Today those stones divide the Marche region from Tuscany and right here, at an altitude of 1000 meters, not far from an impressive iron cross, is located the Colubraia Oratory, a small church along the borders.
It is so borderline that a commission of deputies from the Pontifical State and the Tuscan Dominion met in 1787 and established that the church was in the Pontifical State while the adjoining room (now used as a hiking hut ) belonged to the Tuscan Grand Dukedom.
This particular location of the Colubraia, in the past made it a place to give vent to the not exactly good-neighbourly relations between people of the Marche and people of Tuscany, who met here on every August 5 to celebrate the Madonna della Neve and on every Pentecost Sunday.

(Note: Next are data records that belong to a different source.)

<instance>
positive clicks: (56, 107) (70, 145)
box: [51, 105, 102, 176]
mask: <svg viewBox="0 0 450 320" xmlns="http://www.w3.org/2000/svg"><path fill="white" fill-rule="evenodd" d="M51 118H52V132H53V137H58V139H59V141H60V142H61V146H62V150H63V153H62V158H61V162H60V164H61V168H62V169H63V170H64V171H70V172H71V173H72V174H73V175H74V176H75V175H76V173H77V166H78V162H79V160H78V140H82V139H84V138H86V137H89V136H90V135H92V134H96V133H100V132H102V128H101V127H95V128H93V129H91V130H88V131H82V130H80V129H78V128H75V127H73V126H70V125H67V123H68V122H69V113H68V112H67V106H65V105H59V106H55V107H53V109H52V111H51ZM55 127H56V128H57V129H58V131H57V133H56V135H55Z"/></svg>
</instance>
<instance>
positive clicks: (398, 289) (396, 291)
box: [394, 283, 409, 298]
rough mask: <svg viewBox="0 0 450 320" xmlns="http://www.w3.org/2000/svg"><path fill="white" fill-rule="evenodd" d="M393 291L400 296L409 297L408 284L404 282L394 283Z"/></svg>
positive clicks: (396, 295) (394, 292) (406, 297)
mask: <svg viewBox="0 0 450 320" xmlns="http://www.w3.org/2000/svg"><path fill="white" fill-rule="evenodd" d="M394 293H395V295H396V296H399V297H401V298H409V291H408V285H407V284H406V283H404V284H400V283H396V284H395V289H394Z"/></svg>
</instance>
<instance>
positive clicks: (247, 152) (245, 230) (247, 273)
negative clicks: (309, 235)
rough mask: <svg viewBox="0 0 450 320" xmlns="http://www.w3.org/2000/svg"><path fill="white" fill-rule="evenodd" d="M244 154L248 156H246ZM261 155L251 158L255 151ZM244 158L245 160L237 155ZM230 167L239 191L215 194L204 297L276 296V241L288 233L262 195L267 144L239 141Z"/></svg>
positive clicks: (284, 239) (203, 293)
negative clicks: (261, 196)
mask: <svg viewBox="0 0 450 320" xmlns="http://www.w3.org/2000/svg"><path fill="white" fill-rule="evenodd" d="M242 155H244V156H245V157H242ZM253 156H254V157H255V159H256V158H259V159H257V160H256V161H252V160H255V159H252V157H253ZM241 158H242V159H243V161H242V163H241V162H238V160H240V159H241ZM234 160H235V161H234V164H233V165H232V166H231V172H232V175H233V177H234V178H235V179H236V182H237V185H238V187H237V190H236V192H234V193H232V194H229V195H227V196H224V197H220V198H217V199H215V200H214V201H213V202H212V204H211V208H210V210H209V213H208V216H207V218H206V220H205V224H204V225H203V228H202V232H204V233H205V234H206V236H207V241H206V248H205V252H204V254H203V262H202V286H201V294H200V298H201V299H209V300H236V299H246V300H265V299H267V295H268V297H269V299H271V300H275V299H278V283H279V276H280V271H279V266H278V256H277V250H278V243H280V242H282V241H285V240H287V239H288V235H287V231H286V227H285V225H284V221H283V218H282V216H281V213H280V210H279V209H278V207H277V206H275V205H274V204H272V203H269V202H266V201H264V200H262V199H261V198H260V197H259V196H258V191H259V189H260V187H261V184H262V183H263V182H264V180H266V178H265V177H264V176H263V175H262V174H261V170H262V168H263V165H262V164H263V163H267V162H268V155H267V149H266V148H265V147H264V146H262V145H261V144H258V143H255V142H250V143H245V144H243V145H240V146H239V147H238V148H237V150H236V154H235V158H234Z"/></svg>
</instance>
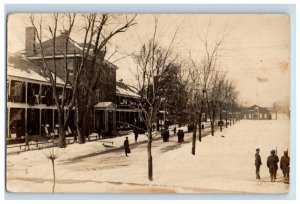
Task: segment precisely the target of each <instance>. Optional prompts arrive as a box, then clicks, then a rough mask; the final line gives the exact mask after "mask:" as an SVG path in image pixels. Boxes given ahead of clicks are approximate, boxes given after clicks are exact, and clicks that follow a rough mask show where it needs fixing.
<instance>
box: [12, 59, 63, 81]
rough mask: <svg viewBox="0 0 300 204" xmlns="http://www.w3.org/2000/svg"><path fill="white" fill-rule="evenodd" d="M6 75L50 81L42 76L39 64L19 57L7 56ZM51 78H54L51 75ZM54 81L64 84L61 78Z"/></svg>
mask: <svg viewBox="0 0 300 204" xmlns="http://www.w3.org/2000/svg"><path fill="white" fill-rule="evenodd" d="M7 75H8V76H14V77H18V78H24V79H31V80H35V81H42V82H50V79H49V78H47V77H45V76H44V75H43V73H42V65H41V64H39V63H38V62H33V61H31V60H28V59H25V58H22V57H21V56H19V55H9V56H8V59H7ZM52 76H54V74H53V73H52ZM56 80H57V83H58V84H64V81H63V80H62V79H61V78H59V77H56Z"/></svg>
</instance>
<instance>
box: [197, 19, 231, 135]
mask: <svg viewBox="0 0 300 204" xmlns="http://www.w3.org/2000/svg"><path fill="white" fill-rule="evenodd" d="M211 28H212V22H210V23H209V25H208V27H207V30H206V33H205V35H204V38H203V37H201V36H199V39H200V42H201V43H202V45H203V46H204V50H205V54H204V57H203V58H202V61H201V63H202V66H201V70H202V72H201V75H202V91H203V97H204V94H205V97H206V105H207V112H208V115H209V118H210V122H211V134H212V136H214V123H213V122H214V120H215V117H216V116H215V111H213V110H214V109H215V106H216V104H215V101H212V99H213V98H215V93H214V91H215V90H216V87H215V86H213V85H212V83H213V84H214V85H216V83H215V82H214V81H215V80H216V77H217V76H218V74H217V73H218V71H217V70H216V67H217V61H218V51H220V49H221V46H222V45H223V44H224V41H225V39H226V37H227V36H228V31H227V27H225V29H224V30H223V31H222V32H218V33H217V35H216V38H215V40H214V41H213V42H212V39H209V38H210V36H211V34H212V33H211ZM210 86H211V87H214V88H211V90H209V89H210V88H209V87H210ZM209 94H210V97H212V98H211V99H210V101H209V98H208V95H209Z"/></svg>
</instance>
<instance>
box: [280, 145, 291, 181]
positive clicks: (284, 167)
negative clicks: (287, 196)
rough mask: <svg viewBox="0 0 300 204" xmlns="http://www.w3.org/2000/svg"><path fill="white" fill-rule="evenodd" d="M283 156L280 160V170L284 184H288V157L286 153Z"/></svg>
mask: <svg viewBox="0 0 300 204" xmlns="http://www.w3.org/2000/svg"><path fill="white" fill-rule="evenodd" d="M283 154H284V155H283V156H282V157H281V158H280V169H281V170H282V173H283V177H284V183H289V179H290V178H289V177H290V157H289V156H288V152H287V151H284V152H283Z"/></svg>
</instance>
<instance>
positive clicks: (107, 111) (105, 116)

The Tuscan Grand Dukedom had to issue an ordinance that forbade to wear "any kind of weapon, both firearms and blades” and to sell food, especially wine, as it gave rise to brawls, murders and serious disappointments.
Today the Colubraia is obviously a much quieter place, of peaceful and contemplation. Inside the church you can see the frescoes by Bruno Radicioni, a famous Fano native artist whose paintings are exhibited in New York, Toronto, Moscow, Paris, Rome, Milan and Montreal airport. In a particular period of his life, Radicioni felt the need to retire here in Figgiano and painted a very particular Christ with the Saints: all the faces of the apostles are taken fom charcoal burners, woodcutters and inhabitants of the village.
In addition to the frescoes, in the Colubraia Oratory, there are more of his works that demostrate his love for these places They can find hanging on the walls of the Il Ginepro farmhouse and the small church of Santa Lucia.